Shachar has been fascinated by nature for as long as he can remember. Birdwatching, trekking, scuba diving, and wildlife have always been part of his life. Accordingly, he enrolled in a bachelor’s program in environmental engineering at the Technion, which he found fascinating, though he mostly enjoyed the physics and mathematics. During the last year of his bachelor’s, he began working as a research engineer in a startup company aiming to enable efficient green hydrogen production – h2pro. After another year and a half as a full-time engineer in the simulation-analysis group at h2pro, he started his master’s in environmental physics at the Sde Boker campus, BGU. The master’s program led to a combined track to a PhD, continuing to use tools from nonlinear dynamics to reveal phenomena in dryland and arctic tundra ecosystems.

Research Project: Multi level ecosystem response to climate variations

Shachar’s current research project focuses on the tundra ecosystem, and specifically understanding the non-linear relationship between the vegetation and the thermal regime. The tundra is a unique ecosystem in which the entire soil column freezes during the (cold and prolonged) winter, and the top layer only (the ‘active layer’) thaws during the summer. It has been the focus of many recent studies, due to the large carbon pool stored in tundra soils, and the high impact of climate warming on these ecosystems.

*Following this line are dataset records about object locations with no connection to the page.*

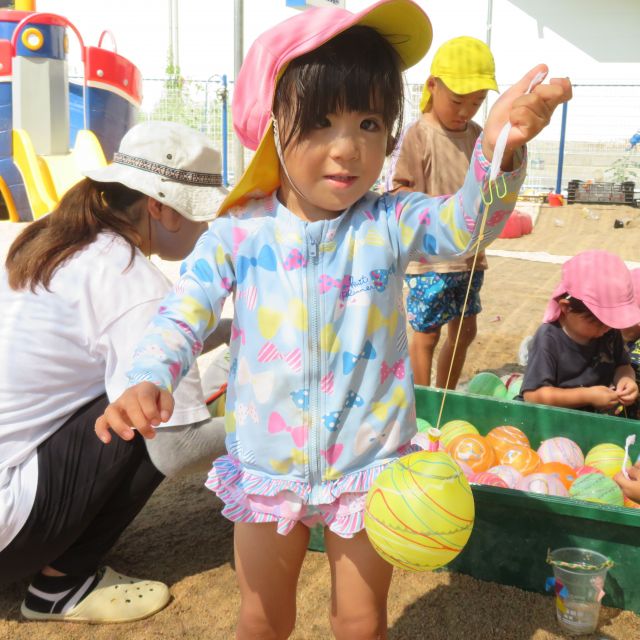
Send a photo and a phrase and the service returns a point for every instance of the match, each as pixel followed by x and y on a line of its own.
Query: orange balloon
pixel 628 502
pixel 562 471
pixel 474 450
pixel 501 438
pixel 522 459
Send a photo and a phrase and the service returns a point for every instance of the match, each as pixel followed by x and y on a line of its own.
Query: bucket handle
pixel 607 564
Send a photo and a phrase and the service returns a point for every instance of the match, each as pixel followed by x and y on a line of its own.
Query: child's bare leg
pixel 421 350
pixel 267 568
pixel 467 335
pixel 360 581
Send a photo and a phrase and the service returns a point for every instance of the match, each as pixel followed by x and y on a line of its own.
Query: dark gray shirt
pixel 555 360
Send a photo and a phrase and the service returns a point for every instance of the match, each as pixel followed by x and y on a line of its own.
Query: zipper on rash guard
pixel 313 310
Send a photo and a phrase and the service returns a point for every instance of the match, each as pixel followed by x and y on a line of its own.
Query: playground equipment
pixel 51 127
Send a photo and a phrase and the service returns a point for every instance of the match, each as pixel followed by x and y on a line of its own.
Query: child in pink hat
pixel 577 359
pixel 320 395
pixel 631 337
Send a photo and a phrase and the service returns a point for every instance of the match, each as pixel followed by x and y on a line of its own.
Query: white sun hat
pixel 172 163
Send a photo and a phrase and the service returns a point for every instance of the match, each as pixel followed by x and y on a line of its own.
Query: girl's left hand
pixel 627 390
pixel 528 113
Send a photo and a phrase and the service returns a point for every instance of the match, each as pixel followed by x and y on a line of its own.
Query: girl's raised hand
pixel 141 407
pixel 528 113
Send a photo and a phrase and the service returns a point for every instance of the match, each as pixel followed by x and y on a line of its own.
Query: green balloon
pixel 487 384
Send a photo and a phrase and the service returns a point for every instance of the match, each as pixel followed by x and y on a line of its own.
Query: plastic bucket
pixel 579 576
pixel 555 199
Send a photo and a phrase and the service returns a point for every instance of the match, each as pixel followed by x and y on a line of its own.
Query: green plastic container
pixel 514 529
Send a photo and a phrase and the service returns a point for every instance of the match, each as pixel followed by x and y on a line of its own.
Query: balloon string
pixel 483 220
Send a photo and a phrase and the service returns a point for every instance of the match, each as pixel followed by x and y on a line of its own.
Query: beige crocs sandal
pixel 116 598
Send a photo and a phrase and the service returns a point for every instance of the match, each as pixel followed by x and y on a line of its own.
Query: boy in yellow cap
pixel 434 158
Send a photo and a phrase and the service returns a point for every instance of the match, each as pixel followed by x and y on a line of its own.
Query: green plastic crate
pixel 514 529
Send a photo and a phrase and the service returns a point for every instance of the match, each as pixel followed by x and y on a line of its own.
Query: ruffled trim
pixel 227 471
pixel 232 484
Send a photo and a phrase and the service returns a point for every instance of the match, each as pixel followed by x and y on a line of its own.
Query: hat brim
pixel 408 30
pixel 622 317
pixel 461 87
pixel 194 202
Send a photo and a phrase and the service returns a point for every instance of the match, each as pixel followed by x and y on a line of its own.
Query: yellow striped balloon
pixel 606 457
pixel 420 511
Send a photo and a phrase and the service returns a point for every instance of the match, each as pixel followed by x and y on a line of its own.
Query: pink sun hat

Field research from the past several decades reveal that the vegetation in the tundra is not only affected by the thermal regime, but also plays a key role in shaping it. One of the principal factors is the ‘winter insulation effect’. In winters, vegetation traps snow by disturbing the winds, and physically holding snow within the stems, branches and leaves. This, in turn, leads to a higher snow pack, that insulates the soil, and the plant, from the harsh winter – that can reach temperatures of 40 C and less. Incorporating vegetation responses to environmental factors, many field data, and dynamical modelling – he tries to decipher the complex mutual dynamics of the thermal regime and the vegetation, cooperating with ‘team shrub’ from Vancouver, Canada.

The strong annual periodicity, many variables involved, and the harsh conditions in the tundra which make field data limited – makes it a challenge. These dynamics that might provoke shrubification – a widely observed phenomenon of shrubs taking over tundra ecosystems – are in high interest, and might explain the underlying mechanism.